I can’t say that this is an official “Wisconsin” Bloody Mary recipe, but I find that it closely resembles the simple refined taste of a Bloody Mary you might find at the Mars Cheese Castle in Kenosha, Wisconsin, as well as old time supper clubs. The measurements are just eye-balled because everyone likes their Bloody a little different, and I never make it the same way twice. The secret really is in what ingredients you use, especially the pickle juice*.

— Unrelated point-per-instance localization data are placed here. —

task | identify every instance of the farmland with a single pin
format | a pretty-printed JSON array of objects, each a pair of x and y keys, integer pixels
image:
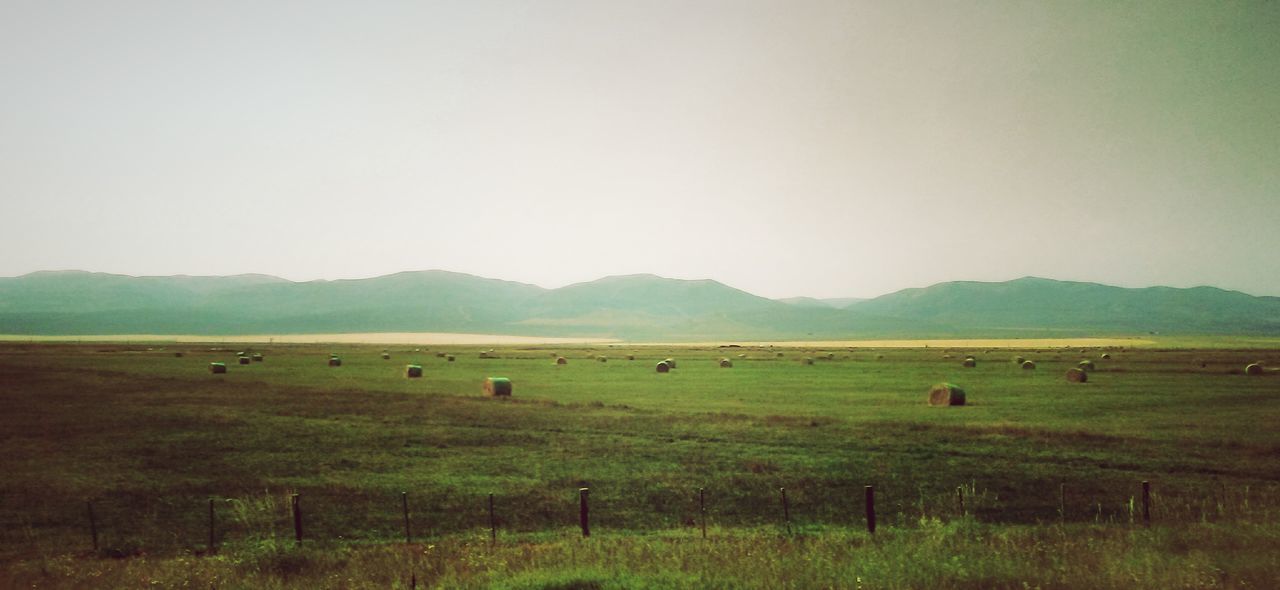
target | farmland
[{"x": 1034, "y": 480}]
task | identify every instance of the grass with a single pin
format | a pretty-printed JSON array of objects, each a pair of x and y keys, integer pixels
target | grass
[{"x": 1050, "y": 470}]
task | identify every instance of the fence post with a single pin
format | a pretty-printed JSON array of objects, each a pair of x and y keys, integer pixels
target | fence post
[
  {"x": 408, "y": 533},
  {"x": 871, "y": 510},
  {"x": 702, "y": 508},
  {"x": 493, "y": 524},
  {"x": 213, "y": 542},
  {"x": 1061, "y": 503},
  {"x": 297, "y": 518},
  {"x": 92, "y": 524},
  {"x": 786, "y": 510},
  {"x": 1146, "y": 503}
]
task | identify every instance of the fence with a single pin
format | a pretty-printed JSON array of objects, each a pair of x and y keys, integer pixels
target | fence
[{"x": 135, "y": 524}]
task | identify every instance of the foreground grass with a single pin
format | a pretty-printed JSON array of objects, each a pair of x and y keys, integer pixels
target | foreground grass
[
  {"x": 961, "y": 554},
  {"x": 150, "y": 438}
]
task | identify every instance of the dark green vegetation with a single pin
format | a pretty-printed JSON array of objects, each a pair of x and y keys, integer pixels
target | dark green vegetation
[
  {"x": 149, "y": 438},
  {"x": 636, "y": 307}
]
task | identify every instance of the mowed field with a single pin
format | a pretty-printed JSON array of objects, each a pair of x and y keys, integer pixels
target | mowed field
[{"x": 1036, "y": 480}]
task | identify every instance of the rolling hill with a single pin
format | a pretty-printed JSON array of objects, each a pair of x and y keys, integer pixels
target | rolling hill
[{"x": 630, "y": 307}]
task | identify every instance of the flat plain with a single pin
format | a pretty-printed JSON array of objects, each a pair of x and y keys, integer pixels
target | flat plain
[{"x": 1036, "y": 481}]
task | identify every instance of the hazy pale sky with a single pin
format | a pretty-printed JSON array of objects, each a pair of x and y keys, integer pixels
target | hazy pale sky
[{"x": 785, "y": 147}]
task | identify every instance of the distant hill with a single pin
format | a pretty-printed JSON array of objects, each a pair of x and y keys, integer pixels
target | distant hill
[
  {"x": 630, "y": 307},
  {"x": 1032, "y": 303}
]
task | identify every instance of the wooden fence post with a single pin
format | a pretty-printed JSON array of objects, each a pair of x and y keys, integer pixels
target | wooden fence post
[
  {"x": 92, "y": 524},
  {"x": 871, "y": 510},
  {"x": 493, "y": 524},
  {"x": 297, "y": 518},
  {"x": 408, "y": 533},
  {"x": 702, "y": 508},
  {"x": 213, "y": 540},
  {"x": 1146, "y": 503},
  {"x": 786, "y": 510}
]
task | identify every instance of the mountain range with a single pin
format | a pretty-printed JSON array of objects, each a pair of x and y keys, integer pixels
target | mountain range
[{"x": 635, "y": 307}]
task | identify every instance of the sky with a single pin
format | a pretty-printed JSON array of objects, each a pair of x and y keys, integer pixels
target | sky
[{"x": 824, "y": 149}]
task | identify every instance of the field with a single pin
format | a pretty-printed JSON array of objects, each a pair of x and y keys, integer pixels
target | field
[{"x": 1036, "y": 483}]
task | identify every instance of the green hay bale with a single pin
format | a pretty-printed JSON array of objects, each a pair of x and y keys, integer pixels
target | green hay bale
[
  {"x": 497, "y": 387},
  {"x": 946, "y": 394}
]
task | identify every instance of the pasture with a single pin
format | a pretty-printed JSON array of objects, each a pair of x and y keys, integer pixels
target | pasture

First, get some lime and run it around the ring of the glass and then dip the glass mouth on a plate with celery salt (like a margarita!). I then generally first add the amount of vodka I want (¼ of a glass ... or more). My glass size tends to be a 16oz mason jar or smaller. Then I add in a small spoonful of minced garlic, a teaspoon or so of dijon mustard, a few shakes of Worcestershire sauce until the mixture looks like a nice shade of light brown, and a 1-to-2-second pour of pickle juice.
Mix that all up, then add in as much spicy V8 mix and a dab more of celery salt until it meets your taste expectations. I prefer the Bloody to be on the darker red/brown side, so then I just keep adding a little here and there of the other ingredients (especially the Worcestershire sauce) until it tastes like a fantastic Bloody Mary and not like spicy V8.
*Pickle juice is the key ingredient to making a Bloody taste authentic. To step it up a notch, get a jar of some kind of pickled vegetable, a.k.a. swizzle stick (green beans, asparagus, etc.). I will often use the pickled juice from this jar and then top the Bloody off with two pickled asparagus.
P.S. I’m not a fan of making your Bloody Mary into a meal ... thus the simplicity of this recipe.